As Pupilas do Senhor Reitor

Capítulo 14

O grande acontecimento do dia realizava-se enfim.

Pelas cinco horas da tarde, parava à porta de José das Dornas a mais vigorosa e anafada das suas éguas, e dela se desmontava Daniel, em trajos de jornada e com a clássica caixa de lata ao tiracolo, sinal evidente de formatura completa.

A vizinhança toda afluiu curiosa às portas e às janelas para ver o facultativo novo e julgar dele pelas primeiras impressões. Era uma coleção de olhos arregalados e bocas abertas, a convidar o lápis de um artista.

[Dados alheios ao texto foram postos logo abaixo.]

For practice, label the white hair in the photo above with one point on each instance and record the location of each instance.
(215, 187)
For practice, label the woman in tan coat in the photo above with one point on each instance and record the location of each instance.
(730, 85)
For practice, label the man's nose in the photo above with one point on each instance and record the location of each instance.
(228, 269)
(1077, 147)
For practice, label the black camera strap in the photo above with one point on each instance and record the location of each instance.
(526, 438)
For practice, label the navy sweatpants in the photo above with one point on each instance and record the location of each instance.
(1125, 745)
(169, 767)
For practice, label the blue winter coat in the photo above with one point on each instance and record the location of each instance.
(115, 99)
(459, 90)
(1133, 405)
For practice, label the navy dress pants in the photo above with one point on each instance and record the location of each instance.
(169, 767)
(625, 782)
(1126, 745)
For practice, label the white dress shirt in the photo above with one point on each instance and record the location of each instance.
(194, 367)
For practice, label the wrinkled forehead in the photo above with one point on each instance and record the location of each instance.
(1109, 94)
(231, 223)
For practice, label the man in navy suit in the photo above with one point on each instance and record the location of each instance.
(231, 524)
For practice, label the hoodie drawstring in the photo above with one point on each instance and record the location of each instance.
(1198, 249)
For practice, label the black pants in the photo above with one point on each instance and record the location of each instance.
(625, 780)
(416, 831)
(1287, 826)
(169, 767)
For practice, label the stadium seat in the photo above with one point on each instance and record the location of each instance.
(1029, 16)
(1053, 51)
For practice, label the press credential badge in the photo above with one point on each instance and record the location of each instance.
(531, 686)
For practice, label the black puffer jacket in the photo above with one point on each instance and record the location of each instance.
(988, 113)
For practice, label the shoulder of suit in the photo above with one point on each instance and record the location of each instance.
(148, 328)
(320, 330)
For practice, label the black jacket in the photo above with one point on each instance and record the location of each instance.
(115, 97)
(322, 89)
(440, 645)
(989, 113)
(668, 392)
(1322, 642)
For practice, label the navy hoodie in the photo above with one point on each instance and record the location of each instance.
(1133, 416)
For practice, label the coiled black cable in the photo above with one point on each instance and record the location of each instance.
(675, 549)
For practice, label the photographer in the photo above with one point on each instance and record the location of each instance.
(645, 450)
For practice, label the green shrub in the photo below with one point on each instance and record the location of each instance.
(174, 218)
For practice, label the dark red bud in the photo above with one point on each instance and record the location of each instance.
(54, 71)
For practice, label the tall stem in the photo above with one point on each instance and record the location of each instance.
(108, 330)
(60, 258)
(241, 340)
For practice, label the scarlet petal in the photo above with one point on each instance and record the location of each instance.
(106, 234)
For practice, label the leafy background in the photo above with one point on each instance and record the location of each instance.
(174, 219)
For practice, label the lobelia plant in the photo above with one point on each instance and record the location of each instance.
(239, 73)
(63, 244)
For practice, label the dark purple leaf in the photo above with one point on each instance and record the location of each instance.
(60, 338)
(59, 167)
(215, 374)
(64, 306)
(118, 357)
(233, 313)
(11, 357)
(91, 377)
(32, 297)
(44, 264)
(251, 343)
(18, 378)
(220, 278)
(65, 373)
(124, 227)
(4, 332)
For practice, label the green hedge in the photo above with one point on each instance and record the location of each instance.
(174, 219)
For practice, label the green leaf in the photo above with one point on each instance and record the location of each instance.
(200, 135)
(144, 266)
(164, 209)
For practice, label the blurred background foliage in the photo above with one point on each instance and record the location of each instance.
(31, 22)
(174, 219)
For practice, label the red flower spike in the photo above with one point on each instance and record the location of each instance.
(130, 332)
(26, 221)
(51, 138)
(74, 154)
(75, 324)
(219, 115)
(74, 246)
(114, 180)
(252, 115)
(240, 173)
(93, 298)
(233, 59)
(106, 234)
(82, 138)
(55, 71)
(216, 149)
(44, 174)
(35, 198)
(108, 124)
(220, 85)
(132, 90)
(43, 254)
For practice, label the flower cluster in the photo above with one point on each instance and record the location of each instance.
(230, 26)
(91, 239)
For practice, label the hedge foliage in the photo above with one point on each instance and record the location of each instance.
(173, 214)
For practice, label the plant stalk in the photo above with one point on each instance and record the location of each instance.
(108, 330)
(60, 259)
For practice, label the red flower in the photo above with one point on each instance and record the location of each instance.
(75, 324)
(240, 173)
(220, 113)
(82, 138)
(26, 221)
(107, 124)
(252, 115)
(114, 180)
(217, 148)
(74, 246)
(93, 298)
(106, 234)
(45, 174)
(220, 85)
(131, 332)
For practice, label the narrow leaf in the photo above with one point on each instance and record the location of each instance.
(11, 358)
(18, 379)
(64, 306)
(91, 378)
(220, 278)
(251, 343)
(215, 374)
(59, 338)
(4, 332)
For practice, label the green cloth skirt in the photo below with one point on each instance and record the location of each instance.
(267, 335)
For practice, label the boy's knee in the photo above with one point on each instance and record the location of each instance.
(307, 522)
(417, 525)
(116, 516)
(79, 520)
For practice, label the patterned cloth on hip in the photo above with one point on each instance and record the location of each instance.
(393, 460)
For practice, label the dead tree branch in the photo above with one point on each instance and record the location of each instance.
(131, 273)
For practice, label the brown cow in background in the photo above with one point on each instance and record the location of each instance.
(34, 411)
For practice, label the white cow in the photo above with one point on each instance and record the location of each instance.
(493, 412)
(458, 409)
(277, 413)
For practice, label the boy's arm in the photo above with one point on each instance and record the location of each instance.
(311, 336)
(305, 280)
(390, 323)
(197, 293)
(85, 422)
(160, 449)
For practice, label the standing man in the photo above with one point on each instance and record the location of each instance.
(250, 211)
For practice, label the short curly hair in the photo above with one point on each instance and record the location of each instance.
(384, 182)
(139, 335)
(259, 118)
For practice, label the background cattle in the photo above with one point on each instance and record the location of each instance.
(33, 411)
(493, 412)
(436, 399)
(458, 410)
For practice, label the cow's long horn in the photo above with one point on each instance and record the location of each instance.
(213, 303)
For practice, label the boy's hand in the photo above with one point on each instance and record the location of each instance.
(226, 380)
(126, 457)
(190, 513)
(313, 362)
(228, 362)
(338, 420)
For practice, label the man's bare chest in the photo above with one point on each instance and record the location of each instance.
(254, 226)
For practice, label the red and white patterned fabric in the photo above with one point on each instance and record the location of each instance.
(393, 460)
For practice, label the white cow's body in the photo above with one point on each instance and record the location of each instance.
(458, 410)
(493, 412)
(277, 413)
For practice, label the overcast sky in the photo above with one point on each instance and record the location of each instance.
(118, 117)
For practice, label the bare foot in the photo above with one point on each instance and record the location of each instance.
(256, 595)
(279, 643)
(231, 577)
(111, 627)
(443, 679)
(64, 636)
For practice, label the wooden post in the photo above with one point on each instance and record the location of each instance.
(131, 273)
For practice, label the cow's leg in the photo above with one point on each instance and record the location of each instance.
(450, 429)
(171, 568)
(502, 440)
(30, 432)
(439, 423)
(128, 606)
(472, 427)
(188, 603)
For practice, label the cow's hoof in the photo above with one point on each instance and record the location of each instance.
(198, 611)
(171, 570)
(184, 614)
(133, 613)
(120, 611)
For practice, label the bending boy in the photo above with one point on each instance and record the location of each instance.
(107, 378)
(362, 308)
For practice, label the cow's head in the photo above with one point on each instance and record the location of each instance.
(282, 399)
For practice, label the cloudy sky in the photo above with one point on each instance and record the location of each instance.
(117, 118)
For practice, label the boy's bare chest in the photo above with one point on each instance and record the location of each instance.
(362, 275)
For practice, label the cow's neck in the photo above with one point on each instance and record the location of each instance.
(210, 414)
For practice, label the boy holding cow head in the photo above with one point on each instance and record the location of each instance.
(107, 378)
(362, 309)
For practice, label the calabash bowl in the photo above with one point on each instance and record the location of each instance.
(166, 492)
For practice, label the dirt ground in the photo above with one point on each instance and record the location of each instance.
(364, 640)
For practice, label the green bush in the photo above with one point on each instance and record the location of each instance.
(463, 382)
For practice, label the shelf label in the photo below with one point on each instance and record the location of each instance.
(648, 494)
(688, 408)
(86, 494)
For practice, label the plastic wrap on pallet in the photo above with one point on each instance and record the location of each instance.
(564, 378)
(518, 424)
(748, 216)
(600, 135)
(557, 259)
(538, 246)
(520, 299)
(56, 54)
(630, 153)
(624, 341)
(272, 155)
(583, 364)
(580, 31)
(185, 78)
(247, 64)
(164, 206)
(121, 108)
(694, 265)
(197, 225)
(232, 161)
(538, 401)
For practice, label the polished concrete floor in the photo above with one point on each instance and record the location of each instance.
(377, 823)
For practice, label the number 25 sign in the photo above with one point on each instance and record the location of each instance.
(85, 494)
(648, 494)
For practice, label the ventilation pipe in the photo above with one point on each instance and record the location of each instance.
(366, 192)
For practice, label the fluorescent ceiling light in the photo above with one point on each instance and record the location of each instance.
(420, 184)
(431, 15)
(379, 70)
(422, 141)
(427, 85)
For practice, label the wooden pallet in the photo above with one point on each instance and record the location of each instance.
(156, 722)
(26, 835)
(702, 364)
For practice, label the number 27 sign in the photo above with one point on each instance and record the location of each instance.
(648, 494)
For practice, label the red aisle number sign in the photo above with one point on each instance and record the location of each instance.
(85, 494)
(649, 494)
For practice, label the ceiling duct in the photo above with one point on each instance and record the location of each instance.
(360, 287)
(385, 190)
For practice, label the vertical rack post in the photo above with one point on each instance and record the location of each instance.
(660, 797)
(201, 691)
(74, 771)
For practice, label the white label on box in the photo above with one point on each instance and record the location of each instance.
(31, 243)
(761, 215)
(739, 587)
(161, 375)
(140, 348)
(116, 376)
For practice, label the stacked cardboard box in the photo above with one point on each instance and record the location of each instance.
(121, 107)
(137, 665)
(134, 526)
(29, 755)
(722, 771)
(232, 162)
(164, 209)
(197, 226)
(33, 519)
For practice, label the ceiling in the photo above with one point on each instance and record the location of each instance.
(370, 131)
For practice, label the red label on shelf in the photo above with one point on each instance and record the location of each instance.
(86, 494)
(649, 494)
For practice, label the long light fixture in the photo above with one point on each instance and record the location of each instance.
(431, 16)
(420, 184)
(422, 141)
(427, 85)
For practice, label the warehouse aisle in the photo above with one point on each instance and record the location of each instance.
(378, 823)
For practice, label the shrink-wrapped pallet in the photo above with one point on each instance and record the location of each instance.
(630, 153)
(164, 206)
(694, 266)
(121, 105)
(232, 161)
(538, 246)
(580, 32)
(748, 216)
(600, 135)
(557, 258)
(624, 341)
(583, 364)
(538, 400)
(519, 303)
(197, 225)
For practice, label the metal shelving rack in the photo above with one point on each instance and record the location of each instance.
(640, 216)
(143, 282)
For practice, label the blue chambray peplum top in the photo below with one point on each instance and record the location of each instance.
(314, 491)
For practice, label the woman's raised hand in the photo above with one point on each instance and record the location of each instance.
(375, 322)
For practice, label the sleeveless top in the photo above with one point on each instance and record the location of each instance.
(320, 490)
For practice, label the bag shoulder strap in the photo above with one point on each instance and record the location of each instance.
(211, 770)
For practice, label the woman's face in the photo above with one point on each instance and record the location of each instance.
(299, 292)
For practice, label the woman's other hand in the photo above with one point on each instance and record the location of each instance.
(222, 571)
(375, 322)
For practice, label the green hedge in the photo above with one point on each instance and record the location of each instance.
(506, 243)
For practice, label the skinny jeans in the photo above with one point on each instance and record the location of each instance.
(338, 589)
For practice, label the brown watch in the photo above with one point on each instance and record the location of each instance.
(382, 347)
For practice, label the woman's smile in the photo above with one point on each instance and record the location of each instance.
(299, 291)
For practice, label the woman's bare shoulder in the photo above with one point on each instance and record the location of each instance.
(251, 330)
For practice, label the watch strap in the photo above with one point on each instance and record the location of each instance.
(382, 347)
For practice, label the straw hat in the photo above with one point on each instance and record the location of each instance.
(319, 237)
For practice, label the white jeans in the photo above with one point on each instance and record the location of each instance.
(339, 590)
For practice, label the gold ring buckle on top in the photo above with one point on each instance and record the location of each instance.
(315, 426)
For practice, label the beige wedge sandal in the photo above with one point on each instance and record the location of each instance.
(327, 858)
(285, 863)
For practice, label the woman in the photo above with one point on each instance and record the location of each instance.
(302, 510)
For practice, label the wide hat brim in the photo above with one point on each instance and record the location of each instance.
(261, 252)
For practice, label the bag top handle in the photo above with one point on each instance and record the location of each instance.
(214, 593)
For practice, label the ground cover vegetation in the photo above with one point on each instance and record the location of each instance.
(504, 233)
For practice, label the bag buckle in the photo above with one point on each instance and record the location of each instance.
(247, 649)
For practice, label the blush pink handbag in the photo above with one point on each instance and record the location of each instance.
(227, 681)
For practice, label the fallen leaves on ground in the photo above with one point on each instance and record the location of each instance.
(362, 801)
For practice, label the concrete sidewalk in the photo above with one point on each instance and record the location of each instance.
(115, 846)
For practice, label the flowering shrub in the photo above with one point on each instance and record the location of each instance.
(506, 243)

- Ainda é tão novinho! - dizia uma mulher.

- Não sei o que me parece um cirurgião sem barba - observava um velho filosoficamente. - Parece um estrangeiro.

- Lá bonito é ele - notava uma rapariga.

- Olhem que boniteza! Um homem quer-se um homem - argüiu um alentado rapagão ao ouvi-la.

Neste tempo, porém, já Daniel estava rodeado pelo pai, irmão e criados de um e de outro sexo, em cujos semblantes luziam naquela ocasião sorrisos de júbilo não afetado.

Daniel era agora um esbelto rapaz de vinte e três anos, de aspecto mais varonil, mas conservando ainda a mesma delicadeza de organização, que o caracterizara na infância, e que tantas apreensões fizera conceber ao pai.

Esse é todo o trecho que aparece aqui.